The phrase of the year for the 2023-24 Golden Knights was “missed opportunity.” The players, coaches, front office, fans, pretty much everyone feels the same way, this team had a great chance to win it all again and just weren’t able to get it done.
The question now becomes, how will the way this season ended impact the way they approach next season?
In a Q&A with Gary Lawless on GoldenKnights.com, the head coach of the team had an interesting perspective on it.
I definitely will feel hungry. I don’t know if we were humbled to the extent that the team was and I was in 2022 because I don’t look at this year as some abject failure. We didn’t win and that’s what you want to do, but I think there were reasons for that. It wasn’t like we were 100% there and just fell on our faces. We just had some obstacles that we weren’t able to overcome. I feel like we can overcome them next year. Hungry, for sure, and I would say highly motivated as opposed to humbled. –Bruce Cassidy on GoldenKnights.com
There’s no doubt the way this season ended is much different than the way 2021-22 ended. That year, the Golden Knights stumbled down the stretch losing key games (all in shootout) to Chicago, San Jose, and Dallas. By Game 82, they’d already been eliminated and were left with a feeling the organization had never experienced before. Simply put, they were pissed.

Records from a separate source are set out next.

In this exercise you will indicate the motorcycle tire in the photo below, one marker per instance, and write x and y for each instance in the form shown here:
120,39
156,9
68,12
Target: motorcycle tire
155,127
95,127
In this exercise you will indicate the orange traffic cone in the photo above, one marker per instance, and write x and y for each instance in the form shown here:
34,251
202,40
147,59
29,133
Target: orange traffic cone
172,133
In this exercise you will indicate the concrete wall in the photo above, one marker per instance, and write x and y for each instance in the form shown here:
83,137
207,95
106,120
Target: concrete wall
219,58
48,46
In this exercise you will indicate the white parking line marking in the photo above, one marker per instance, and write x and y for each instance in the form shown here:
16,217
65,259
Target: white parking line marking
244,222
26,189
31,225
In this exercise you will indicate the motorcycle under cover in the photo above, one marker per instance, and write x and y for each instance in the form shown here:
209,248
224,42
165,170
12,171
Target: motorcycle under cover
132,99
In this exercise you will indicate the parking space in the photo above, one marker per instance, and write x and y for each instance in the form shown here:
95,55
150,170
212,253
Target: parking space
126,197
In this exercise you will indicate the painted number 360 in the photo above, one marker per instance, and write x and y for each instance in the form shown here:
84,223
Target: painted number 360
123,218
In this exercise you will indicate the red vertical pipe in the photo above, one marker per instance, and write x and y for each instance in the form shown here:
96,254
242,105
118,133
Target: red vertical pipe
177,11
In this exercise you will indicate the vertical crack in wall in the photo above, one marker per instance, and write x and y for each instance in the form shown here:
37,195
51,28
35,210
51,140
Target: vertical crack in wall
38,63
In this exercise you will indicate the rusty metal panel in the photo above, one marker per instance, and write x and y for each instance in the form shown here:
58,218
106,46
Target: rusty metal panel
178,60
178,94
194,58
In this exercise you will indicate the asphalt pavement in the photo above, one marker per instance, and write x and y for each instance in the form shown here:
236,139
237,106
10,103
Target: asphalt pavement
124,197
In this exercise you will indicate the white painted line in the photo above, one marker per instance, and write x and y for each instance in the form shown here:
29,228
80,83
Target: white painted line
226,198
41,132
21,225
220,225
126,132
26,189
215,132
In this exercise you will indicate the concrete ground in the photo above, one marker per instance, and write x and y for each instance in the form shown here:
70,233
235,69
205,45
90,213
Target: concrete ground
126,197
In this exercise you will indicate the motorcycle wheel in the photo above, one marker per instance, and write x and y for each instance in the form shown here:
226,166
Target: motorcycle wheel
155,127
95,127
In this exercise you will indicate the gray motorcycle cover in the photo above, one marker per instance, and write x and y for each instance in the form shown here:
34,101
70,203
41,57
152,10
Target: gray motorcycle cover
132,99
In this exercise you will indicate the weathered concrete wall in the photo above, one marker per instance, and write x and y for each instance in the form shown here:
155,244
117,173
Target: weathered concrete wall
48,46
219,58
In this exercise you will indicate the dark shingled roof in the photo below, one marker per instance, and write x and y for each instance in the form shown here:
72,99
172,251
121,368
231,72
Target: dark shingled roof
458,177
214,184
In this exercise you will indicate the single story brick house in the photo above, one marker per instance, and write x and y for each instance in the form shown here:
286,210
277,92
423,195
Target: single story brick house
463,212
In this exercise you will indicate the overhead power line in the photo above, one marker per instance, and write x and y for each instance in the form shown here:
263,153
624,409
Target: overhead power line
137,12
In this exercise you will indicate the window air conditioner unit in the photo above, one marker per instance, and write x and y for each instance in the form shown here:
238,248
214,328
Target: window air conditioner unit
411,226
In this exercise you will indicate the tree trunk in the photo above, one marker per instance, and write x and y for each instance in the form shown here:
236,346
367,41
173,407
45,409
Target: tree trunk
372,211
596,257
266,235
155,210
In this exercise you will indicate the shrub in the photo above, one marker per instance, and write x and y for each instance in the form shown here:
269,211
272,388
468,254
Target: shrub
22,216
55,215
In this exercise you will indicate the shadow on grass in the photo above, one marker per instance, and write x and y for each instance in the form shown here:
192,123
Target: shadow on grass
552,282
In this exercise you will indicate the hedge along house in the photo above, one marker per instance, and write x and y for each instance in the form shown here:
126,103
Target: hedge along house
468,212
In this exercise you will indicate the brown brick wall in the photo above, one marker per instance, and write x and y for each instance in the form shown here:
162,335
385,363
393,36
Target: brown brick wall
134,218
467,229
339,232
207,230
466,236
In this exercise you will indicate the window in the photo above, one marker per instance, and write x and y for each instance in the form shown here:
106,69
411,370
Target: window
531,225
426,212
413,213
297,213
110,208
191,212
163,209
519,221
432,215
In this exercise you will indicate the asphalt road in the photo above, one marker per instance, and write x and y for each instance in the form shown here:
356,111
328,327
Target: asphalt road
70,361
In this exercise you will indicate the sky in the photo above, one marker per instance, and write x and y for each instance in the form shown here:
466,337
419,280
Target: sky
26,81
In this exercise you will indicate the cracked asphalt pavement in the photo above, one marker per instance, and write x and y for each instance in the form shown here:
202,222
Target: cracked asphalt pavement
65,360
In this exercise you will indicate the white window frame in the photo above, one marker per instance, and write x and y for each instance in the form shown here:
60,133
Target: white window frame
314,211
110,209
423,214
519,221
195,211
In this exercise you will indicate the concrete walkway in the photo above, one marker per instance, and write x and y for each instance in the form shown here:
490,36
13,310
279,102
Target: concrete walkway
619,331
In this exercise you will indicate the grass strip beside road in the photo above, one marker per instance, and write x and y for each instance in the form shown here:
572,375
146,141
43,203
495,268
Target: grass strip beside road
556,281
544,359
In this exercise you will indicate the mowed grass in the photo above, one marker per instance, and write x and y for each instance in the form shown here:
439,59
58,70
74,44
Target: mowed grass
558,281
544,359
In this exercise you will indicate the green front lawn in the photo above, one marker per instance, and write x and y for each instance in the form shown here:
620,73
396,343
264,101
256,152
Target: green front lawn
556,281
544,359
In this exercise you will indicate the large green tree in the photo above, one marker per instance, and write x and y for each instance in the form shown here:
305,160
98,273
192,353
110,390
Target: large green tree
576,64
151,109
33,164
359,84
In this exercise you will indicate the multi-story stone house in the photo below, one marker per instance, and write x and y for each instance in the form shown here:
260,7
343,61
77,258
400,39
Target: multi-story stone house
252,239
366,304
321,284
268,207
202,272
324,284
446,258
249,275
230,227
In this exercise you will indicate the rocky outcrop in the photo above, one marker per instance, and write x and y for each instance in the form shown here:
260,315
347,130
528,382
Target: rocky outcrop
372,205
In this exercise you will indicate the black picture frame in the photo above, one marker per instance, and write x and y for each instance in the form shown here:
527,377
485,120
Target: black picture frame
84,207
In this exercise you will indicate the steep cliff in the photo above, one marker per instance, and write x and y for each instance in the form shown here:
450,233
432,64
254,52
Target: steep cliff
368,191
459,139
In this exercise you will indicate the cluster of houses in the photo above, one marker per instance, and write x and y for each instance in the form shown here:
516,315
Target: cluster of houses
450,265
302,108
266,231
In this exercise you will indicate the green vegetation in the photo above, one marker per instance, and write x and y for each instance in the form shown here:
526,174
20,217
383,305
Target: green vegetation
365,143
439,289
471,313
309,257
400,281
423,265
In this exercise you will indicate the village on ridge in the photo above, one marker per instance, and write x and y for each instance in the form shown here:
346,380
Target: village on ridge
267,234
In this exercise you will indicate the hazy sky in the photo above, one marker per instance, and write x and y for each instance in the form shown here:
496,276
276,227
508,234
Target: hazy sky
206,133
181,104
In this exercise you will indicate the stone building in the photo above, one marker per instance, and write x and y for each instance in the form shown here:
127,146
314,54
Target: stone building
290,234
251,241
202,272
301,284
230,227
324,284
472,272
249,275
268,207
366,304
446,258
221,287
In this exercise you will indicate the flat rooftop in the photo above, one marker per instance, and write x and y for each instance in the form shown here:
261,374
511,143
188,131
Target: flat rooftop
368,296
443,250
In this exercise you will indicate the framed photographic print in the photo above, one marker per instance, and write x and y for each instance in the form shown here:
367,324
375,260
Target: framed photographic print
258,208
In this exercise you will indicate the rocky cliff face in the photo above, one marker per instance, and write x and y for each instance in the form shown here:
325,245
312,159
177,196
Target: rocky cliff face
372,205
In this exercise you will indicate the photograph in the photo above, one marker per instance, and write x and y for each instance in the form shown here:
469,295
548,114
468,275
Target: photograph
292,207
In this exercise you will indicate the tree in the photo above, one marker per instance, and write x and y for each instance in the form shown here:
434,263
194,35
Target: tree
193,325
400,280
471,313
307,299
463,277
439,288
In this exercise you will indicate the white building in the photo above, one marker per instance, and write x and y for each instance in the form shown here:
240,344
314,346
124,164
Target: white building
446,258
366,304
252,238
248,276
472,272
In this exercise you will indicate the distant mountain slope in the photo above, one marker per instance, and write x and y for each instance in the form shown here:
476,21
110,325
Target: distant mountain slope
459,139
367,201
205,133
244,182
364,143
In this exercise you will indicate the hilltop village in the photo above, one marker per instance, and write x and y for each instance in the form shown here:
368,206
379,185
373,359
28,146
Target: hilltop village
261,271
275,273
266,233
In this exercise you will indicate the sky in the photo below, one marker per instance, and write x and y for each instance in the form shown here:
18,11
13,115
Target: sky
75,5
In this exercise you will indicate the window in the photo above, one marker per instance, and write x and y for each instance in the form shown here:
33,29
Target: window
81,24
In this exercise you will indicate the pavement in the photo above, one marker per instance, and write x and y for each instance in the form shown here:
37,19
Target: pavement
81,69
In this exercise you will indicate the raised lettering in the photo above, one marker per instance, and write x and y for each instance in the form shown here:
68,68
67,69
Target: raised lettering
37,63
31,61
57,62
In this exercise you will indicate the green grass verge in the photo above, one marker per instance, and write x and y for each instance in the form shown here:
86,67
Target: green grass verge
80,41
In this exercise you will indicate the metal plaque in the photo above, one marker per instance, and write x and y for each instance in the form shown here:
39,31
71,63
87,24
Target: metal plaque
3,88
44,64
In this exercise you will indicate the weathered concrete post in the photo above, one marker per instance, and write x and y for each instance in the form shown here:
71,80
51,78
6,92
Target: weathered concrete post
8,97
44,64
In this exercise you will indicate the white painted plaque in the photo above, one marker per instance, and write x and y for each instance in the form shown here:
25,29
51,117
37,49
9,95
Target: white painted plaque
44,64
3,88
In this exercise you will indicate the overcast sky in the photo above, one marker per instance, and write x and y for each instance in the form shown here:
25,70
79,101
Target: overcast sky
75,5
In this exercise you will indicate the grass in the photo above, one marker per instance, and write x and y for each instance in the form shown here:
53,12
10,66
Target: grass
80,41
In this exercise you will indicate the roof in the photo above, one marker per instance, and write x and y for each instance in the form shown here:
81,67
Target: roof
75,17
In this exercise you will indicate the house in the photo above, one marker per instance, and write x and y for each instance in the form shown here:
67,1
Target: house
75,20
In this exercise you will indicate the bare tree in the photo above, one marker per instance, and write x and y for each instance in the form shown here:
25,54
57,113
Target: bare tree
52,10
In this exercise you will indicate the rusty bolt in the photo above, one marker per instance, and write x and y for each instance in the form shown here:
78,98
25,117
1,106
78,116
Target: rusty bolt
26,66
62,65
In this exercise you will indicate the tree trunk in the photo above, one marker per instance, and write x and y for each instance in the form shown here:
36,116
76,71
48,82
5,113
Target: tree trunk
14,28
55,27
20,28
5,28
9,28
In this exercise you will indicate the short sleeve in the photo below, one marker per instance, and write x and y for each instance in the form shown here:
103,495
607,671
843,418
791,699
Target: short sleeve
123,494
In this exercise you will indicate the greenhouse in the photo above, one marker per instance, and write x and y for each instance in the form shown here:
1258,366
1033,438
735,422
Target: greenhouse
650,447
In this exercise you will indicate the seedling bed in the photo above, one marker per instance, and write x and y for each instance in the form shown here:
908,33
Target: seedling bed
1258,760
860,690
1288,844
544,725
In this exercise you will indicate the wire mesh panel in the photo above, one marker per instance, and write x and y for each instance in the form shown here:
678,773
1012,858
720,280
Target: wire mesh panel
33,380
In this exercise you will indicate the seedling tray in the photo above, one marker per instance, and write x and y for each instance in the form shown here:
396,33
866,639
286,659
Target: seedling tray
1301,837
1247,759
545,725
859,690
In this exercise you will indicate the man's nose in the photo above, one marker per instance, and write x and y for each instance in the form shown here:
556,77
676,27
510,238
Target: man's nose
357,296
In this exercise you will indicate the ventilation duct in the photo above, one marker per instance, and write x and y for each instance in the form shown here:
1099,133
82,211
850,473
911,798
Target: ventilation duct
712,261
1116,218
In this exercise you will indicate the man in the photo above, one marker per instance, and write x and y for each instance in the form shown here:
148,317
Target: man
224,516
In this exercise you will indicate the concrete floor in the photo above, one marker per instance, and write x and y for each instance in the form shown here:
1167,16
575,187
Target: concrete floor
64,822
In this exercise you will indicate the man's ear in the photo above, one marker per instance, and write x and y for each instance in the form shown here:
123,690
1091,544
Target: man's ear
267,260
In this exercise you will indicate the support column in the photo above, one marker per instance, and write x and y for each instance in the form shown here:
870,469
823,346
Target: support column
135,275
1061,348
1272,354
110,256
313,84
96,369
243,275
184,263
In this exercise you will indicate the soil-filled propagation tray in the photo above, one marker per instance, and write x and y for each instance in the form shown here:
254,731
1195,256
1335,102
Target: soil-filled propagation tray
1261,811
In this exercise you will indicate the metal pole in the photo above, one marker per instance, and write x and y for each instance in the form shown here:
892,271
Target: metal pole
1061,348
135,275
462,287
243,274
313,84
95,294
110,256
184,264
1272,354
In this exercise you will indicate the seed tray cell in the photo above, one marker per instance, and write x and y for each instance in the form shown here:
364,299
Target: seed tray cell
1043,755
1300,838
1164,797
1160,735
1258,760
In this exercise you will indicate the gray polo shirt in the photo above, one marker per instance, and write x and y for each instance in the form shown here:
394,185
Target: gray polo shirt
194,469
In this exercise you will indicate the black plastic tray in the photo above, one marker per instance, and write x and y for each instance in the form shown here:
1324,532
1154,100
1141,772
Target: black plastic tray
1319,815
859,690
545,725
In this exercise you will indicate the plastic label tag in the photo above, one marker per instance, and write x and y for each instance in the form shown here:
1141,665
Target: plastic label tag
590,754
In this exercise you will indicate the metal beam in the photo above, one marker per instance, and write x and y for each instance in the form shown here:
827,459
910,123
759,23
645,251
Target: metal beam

This year, when they shook hands with the Dallas Stars after Game 7, there was more sadness, or maybe disappointment, than anger.
No two seasons are the same, but the sense of a missed opportunity is one the Golden Knights have been through on numerous occasions. They certainly felt that way when the referees made up a call in Game 7 against San Jose. There were the letdowns in 2020 and 2021 when VGK believed they had the better team in each of those conference finals. And then there was 2018, when the fairytale ended a few pages too early.
It’s different though because not many are sitting there thinking, that team wasn’t good enough and never would have been. Sure, there are questions about the methods that led to the lack of chemistry, but the team on paper was certainly good enough to win it all.
So, how will that impact next season?
It’s clearly not going to feel like last season returning to defend the Stanley Cup, and it’s not going to feel like the year before when there was something to prove. It should land somewhere in between. A team with an immense amount of confidence yet a fire to not let another year of a shrinking Cup window close again.
What does that look like on the ice? Who knows. Really wish we didn’t have to wait four months to find out.